The practice of charging a round sum to all persons going to the West Indies, in addition to the premiums paid for the respective ages in Europe, is manifestly absurd: and to charge the man of forty a higher rate for the West Indies, than is charged to a man of twenty, for the same climate, merely because the elder life was less valuable in England, would be a still greater absurdity. In fact, the rates of mortality have no connection with, and bear no analogy to each other; and to admit healthy and diseased persons, or those who are subject to different climates, into one institution, as partners, is to be guilty of injustice to all.

These are the considerations by which invalids and travellers have been prevented or deterred from insuring their lives, and there ought to be no question that such insurances should only be granted by a company of proprietors who assure a fixed and settled sum, without increase or diminution to the policy-holder dependent on profit or loss, at rates of premium calculated from tables of the mortality among Europeans by certain climates and by various diseases.

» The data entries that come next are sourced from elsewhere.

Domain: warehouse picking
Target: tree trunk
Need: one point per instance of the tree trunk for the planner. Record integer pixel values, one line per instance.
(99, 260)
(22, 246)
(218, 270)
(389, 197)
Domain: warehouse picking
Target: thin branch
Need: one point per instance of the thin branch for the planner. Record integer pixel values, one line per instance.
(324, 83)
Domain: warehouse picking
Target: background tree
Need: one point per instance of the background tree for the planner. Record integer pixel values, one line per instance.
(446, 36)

Such tables will be sufficiently accurate for the purposes of a proprietary company, who do not increase their engagements by making additions to the sums insured, but might involve the members of a .society participating in bonuses in inevitable ruin.

The situation of proprietors and partners, in unincorporated joint-stock companies, has been so fully' discussed, during the last year, that further remarks would be superfluous; the form of a deed, however, by which such institutions, for the business of Life Insurance, may be safely established, without the aid of Parliament, and without the encumbrance of an Act to sue and be sued, is given in the Appendix.